The iconic U.S. Washington Monument will be reopening to the public on Monday after years of repairs from damages due to the 2011 earthquake that caused cracks. (May 11)

The cracks have been repaired. The stone has been patched. The elevator is fixed.

The 500 tons of scaffolding have been down for weeks, and the lawn is freshly mowed.

On Monday, 994 days since an earthquake shook the Washington Monument from top to bottom, the marble-and-granite national landmark reopens to the public.

Tours resume at 1 p.m., following a 10 a.m. reopening ceremony.

"We just got the new exhibits installed yesterday," Bob Vogel, superintendent of the National Mall and Memorial Parks, said during a preview visit to the monument Saturday.

The outer perimeter of fencing has been removed, along with the construction road. But an inner fence perimeter still was in place Saturday keeping tourists at bay.

Since the August afternoon when a video camera captured terrified tourists fleeing from the shaking observation level 500 feet up, an estimated 1.5 million people have been deprived of the spectacular view and a major stop on visits to Washington.

For more than 2 1/2 years, the mammoth two-toned structure stood surrounded by a chain-link fence with signs declaring it closed, as the seasons on the National Mall passed and visitors snapped pictures from afar.

Yet it was always there.

"It is so ever-present," Caroline Cunningham, president of the Trust for the National Mall, the Mall's nonprofit fundraising partner, said last week. "I think people feel connected to it whether they can get into it or whether they can't."

Eighteen-hundred tour tickets for Monday will be available starting at 8:30 a.m. at the Monument Lodge in Washington on 15th Street between Madison and Jefferson drives, the National Park Service said.

Tuesday, the monument will begin seasonal hours of 9 a.m. to 10 p.m. Tickets can be reserved online at the website recreation.gov. Vogel said when online ticketing opened for the season on April 16, 16,000 tickets were gone in 15 minutes

The repair project came after the 5.8-magnitude earthquake struck the East Coast on Aug. 23, 2011, whipsawing the monument, shaking stone loose from the surface, and opening cracks so wide that light shined through.

Debris tumbled from the exterior and interior of the 555-foot-tall obelisk, damaging the internal elevator and leaving cracks and gouges in the outside stone.

"I had only been superintendent for a couple of weeks," Vogel said in an email last week. "I have to admit it was something of a trial by fire and a huge challenge."

The repair project required, among other things, inspectors to lower themselves on ropes from the monument's top to conduct up-close, and hair-raising, examinations of the damaged stone on each face of the structure.
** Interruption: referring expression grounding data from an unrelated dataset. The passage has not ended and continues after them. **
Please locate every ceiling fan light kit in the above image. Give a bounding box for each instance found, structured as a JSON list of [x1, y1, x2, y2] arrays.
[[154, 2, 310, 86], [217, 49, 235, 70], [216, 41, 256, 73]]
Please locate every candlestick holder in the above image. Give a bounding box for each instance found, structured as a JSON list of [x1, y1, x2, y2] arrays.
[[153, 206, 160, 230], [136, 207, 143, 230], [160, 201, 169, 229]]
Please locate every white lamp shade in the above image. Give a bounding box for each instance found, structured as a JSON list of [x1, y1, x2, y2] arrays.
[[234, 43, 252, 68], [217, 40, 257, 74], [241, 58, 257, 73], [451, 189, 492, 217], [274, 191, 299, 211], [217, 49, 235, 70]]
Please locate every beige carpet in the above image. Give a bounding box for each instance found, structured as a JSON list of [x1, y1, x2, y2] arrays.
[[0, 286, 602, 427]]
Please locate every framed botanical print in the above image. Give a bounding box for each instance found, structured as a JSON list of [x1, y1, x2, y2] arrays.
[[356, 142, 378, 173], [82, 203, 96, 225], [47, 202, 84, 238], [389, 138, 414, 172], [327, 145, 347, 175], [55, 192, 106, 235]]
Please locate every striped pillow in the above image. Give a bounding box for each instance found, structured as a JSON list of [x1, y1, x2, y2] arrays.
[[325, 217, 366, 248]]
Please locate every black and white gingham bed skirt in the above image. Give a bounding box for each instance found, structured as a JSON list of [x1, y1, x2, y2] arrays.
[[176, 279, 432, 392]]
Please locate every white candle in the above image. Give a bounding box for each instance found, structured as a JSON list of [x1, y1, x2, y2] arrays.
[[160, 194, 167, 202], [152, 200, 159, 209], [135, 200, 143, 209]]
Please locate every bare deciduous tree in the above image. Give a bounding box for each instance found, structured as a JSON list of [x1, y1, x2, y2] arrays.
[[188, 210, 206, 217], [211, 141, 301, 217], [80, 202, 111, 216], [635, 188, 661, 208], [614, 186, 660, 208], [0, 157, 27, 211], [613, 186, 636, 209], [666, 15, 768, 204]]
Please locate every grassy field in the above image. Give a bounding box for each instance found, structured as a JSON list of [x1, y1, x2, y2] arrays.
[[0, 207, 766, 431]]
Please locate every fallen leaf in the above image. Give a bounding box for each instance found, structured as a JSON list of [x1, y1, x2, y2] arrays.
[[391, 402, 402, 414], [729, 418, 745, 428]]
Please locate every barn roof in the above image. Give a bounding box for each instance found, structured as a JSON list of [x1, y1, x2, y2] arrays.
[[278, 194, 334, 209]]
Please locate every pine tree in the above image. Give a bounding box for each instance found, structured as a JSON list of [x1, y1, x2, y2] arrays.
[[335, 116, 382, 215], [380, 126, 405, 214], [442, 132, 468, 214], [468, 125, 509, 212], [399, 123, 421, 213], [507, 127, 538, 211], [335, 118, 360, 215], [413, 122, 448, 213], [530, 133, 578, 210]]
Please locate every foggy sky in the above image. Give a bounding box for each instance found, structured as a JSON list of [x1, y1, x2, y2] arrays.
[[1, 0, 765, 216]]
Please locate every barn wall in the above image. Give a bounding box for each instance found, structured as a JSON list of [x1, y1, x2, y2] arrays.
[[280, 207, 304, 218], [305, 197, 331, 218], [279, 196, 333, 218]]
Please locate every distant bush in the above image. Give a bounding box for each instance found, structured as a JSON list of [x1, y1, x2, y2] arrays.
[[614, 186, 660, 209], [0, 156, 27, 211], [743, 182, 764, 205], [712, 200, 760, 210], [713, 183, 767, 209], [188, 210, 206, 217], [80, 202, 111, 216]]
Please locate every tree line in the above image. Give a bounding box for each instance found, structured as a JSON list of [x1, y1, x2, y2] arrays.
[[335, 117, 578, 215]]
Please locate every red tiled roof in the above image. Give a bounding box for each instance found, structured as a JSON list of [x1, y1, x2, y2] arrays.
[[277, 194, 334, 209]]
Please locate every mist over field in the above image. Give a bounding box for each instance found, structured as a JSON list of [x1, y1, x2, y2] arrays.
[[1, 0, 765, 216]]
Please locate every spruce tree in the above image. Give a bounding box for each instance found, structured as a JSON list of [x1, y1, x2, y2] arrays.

It required 2.7 miles of new sealant between stones, and 53 stainless steel "saddle anchors" to bolt in place slabs on the monument's slanted pyramidion in case of another earthquake.

The slabs had been held in place mainly by gravity, and engineers worried that the slabs could fall off, James Perry, the chief of resource management for the Mall and memorial parks, said Saturday.

The repair work was relatively straightforward, but "it's the Washington Monument, so there's a lot of it," Perry said, as he stood on the observation level inside the structure.

Robert Collie, project manager for Perini Management Services, the general contractor, said there was a bittersweet feeling now that the job was ending.